Bu olayın devlet yetkisinin hiçe sayılıp belirli anlaşmalar
imzalanması adına yapılan ilk girişim olmadığını vurgulayan
Meşanoviç, "Bune benzer bir olay da Koridor 5-C otoyolu projesinde
yaşanmıştı. Ancak uluslararası finans firmaları, projeyi hayata
geçirme aşamasına gelindiğinde bunun mevcut kanunlar kapsamı
dışında olduğunu görmüş ve projeyi finanse etmekten vazgeçmişlerdi"
dedi. Meşanoviç, hidroelektrik santraller projesinin kaderinin de
önceki projelere benzeyeceğini ifade etti.

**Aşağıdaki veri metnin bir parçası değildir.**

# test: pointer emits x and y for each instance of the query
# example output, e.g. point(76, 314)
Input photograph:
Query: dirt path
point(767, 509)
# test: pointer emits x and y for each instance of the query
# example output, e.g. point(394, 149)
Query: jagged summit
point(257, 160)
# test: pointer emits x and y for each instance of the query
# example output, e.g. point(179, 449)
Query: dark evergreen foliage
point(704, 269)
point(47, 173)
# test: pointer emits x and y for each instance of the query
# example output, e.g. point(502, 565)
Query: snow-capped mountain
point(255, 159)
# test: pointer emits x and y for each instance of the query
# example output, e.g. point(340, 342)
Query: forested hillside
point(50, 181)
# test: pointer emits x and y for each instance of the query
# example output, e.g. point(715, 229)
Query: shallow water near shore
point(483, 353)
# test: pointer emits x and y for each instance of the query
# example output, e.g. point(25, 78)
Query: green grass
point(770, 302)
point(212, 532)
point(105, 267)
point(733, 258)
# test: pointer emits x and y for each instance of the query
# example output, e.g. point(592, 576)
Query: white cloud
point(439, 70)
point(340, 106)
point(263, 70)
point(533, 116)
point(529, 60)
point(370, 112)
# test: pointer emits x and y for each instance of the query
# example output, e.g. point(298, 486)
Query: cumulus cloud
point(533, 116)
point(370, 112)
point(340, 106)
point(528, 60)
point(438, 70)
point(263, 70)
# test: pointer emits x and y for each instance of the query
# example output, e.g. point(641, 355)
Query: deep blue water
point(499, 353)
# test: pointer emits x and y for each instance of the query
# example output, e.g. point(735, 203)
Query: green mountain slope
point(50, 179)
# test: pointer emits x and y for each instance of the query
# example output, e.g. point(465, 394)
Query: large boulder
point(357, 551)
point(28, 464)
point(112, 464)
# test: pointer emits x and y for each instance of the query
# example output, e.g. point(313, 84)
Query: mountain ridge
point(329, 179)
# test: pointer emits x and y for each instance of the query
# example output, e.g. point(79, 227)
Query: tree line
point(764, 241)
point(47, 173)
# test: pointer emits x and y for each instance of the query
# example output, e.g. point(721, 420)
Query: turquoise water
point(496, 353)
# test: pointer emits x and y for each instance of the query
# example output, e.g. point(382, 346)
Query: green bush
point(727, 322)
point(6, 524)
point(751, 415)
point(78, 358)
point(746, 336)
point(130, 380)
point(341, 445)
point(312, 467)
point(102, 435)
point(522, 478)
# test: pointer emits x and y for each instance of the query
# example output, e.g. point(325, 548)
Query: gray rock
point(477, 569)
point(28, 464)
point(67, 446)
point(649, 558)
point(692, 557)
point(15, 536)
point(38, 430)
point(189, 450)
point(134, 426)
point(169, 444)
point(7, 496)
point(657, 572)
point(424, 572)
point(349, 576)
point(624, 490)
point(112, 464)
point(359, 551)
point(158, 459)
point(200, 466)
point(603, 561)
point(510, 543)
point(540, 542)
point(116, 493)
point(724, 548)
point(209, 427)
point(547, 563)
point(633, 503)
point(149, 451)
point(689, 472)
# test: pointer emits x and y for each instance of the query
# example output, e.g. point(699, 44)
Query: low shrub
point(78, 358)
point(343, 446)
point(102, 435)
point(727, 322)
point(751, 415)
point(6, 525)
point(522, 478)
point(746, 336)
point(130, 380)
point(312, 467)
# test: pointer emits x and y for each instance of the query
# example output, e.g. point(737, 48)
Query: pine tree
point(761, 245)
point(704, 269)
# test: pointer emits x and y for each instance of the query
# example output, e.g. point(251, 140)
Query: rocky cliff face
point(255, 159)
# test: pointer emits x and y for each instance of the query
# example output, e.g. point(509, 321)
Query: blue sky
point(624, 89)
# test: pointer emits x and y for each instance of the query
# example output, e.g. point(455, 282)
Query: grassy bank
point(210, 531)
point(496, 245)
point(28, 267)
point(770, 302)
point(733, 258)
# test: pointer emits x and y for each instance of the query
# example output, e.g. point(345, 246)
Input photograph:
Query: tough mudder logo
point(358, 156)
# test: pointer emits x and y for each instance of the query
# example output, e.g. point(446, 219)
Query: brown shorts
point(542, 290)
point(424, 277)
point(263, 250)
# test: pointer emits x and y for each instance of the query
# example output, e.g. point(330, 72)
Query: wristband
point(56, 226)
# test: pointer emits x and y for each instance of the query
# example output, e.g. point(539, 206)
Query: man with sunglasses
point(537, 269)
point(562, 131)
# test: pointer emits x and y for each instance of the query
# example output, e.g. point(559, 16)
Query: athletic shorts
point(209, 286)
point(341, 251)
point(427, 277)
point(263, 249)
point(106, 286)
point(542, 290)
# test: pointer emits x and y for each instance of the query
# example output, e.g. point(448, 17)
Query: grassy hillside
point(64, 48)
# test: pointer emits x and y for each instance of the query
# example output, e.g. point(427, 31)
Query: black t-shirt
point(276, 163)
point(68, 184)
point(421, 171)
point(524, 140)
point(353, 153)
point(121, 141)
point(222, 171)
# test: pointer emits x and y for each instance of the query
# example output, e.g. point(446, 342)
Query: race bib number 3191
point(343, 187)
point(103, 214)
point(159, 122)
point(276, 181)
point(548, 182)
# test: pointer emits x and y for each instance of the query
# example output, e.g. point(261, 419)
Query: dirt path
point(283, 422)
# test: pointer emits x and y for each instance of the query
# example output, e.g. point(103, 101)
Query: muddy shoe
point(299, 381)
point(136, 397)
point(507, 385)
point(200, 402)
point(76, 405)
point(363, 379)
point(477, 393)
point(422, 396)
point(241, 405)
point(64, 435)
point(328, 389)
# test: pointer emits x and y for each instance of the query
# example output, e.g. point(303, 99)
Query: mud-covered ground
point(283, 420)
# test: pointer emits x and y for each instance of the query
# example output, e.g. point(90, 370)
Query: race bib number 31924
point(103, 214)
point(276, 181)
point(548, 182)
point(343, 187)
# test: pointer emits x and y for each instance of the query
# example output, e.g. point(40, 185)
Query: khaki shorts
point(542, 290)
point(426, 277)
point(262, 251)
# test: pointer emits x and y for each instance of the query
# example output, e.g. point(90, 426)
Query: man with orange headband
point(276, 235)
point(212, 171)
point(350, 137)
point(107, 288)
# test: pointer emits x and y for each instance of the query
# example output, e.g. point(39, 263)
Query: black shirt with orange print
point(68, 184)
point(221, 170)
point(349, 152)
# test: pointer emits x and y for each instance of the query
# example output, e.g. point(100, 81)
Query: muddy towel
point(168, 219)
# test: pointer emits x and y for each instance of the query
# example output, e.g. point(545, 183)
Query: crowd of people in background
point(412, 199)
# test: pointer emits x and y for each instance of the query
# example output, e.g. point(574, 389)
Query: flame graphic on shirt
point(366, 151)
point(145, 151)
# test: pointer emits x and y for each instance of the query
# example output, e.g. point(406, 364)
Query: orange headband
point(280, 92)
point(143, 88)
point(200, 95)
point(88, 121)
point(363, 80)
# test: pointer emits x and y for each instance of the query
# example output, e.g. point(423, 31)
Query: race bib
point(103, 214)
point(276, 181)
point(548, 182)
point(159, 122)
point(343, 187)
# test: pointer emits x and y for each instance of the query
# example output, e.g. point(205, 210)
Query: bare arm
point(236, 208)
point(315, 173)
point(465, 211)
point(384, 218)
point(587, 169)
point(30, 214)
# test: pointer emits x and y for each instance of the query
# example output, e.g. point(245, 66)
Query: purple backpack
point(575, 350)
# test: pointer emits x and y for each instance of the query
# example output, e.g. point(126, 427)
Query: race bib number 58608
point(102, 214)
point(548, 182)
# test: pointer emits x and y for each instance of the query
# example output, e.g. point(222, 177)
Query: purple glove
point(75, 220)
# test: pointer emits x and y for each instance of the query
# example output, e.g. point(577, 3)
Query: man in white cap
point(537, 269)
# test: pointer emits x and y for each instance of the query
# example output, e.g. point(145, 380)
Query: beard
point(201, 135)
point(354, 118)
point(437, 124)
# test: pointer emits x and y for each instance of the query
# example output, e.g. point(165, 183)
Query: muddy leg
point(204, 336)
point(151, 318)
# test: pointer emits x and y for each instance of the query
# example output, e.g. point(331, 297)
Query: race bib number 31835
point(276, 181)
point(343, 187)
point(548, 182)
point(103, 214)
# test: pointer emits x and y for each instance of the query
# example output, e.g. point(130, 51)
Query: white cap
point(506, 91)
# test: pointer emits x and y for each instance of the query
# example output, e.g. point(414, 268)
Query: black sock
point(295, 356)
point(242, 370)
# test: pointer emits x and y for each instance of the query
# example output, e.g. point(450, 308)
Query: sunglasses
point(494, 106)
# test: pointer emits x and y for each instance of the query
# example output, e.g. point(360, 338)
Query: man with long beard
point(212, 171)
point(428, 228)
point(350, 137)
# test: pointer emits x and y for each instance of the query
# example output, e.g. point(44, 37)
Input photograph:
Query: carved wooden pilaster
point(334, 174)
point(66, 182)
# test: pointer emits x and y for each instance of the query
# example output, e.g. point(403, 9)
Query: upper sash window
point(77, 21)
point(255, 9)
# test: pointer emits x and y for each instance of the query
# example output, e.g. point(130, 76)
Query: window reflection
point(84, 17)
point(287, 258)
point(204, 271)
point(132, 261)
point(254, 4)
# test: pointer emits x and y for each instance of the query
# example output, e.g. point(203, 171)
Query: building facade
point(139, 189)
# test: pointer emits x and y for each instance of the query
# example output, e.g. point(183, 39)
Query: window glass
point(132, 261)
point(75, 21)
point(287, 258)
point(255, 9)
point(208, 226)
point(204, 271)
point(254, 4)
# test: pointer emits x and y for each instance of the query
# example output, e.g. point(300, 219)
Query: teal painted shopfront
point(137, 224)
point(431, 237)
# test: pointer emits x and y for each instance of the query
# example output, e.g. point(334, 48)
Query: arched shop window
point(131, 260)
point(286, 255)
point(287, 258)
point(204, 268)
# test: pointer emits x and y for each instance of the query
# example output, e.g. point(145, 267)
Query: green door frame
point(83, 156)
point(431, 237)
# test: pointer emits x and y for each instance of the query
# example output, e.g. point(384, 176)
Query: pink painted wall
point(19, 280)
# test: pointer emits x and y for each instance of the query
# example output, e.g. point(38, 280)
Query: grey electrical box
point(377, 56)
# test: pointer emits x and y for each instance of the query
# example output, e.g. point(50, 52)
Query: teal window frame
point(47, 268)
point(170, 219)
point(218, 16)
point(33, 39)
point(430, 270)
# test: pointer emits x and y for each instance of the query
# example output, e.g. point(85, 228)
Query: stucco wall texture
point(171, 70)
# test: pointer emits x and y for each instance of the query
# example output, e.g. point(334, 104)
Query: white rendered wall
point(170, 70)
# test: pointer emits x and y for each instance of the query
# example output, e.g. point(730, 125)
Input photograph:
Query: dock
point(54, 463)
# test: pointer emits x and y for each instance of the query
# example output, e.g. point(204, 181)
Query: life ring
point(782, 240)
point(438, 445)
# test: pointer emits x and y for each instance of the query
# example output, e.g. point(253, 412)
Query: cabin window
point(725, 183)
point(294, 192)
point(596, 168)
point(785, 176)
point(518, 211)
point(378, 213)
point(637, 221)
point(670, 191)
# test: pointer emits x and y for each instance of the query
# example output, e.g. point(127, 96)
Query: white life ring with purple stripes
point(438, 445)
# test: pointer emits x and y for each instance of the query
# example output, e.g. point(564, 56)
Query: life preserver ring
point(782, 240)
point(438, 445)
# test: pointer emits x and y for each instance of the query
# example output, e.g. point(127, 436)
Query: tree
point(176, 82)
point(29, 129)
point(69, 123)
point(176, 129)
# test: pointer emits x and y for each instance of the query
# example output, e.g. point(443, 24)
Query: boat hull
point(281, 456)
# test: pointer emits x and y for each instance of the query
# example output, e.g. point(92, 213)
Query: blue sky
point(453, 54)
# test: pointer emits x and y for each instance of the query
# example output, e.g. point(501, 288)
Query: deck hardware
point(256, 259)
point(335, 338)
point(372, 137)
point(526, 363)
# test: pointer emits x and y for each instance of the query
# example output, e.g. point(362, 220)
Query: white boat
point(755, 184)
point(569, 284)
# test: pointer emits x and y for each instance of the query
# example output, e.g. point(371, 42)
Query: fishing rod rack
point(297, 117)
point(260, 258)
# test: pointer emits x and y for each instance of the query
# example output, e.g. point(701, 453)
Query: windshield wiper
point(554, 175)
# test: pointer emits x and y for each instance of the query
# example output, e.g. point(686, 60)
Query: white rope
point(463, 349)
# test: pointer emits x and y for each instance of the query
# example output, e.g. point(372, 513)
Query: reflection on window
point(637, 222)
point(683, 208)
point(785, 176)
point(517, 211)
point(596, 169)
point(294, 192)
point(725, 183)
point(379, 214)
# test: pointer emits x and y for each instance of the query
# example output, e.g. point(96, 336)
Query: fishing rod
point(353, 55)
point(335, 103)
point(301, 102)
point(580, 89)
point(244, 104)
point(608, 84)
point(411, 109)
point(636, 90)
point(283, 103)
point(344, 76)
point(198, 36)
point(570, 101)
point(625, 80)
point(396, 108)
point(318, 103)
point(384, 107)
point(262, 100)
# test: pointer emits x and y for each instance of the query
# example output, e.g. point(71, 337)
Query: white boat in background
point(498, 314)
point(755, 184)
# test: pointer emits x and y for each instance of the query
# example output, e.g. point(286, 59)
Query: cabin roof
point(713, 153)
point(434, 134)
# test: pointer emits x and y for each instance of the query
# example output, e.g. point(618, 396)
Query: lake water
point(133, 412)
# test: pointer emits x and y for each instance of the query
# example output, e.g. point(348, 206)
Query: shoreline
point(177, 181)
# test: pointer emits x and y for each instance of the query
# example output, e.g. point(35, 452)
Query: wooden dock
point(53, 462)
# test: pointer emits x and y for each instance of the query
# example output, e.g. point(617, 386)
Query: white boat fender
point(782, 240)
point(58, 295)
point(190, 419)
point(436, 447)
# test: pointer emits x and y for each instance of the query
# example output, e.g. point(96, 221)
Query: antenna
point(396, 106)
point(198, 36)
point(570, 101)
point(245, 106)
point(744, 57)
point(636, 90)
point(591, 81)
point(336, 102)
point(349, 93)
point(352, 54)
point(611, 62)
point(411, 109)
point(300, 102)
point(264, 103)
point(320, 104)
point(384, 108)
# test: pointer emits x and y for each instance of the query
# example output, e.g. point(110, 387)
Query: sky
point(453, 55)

Karadağ'dan santral projelerinin ülkedeki doğal hayata zarar
vereceği yönündeki eleştirilere de yanıt veren Meşanoviç, bu
hususta devlet olarak Bosna-Hersek'in soruna müdahil olması
gerektiği, böylelikle Bosna-Hersek Bakanlar Konseyi'nin komşu
devletlerle görüşmeler yapabileceğini söyledi.
KARADAĞ KARŞI ÇIKTI
Karadağ'nın "Green Home Çevre Derneği" koordinatörü Nataşa
Kovaçeviç de anlaşma yapılırken, gerek UNESCO'nun koruması
altındaki alanların gerekse Karadağ'ın Tara Nehri'nin korunmasına
dair bildirisinin dikkate alınmamasının endişe verici olduğunu
söyledi. Kovaçeviç, diğer sivil toplum kuruluşundan Karadağlı
yetkililere bu konuya ilişkin gerekli tepkiyi vermeleri için baskı
yapmaları çağrısında bulundu.
Kovaçeviç, Sınıraşan Boyutta Çevresel Etki Değerlendirmesi
Sözleşmesi'ni (ESPOO) imzalayan devletlerden bir olan
Bosna-Hersek'in sözleşme gereği, projenin çevreye vereceği etkiler
hususunda Karadağ da dahil komşu devletleri bilgilendirmesi
gerektiğine işaret etti. Kovaçeviç, Karadağ'daki Durmitor Milli
Parkı bünyesindeki Tara Nehri doğal havzasının ve bunun yanı sıra
Piva Nehri Doğal Koruma Alanı'nın projeden olumsuz
etkileneceğini, ancak hiç kimsenin bu konuyu telaffuz
etmediğini belirtti.
Nataşa Kovaçeviç, ilgili bakanlıkla iletişime geçildiğini ancak
kendilerine Bosna-Hersek'teki yetkililer tarafından henüz bir
bilgilendirme yapılmadığının söylendiğini de kaydetti.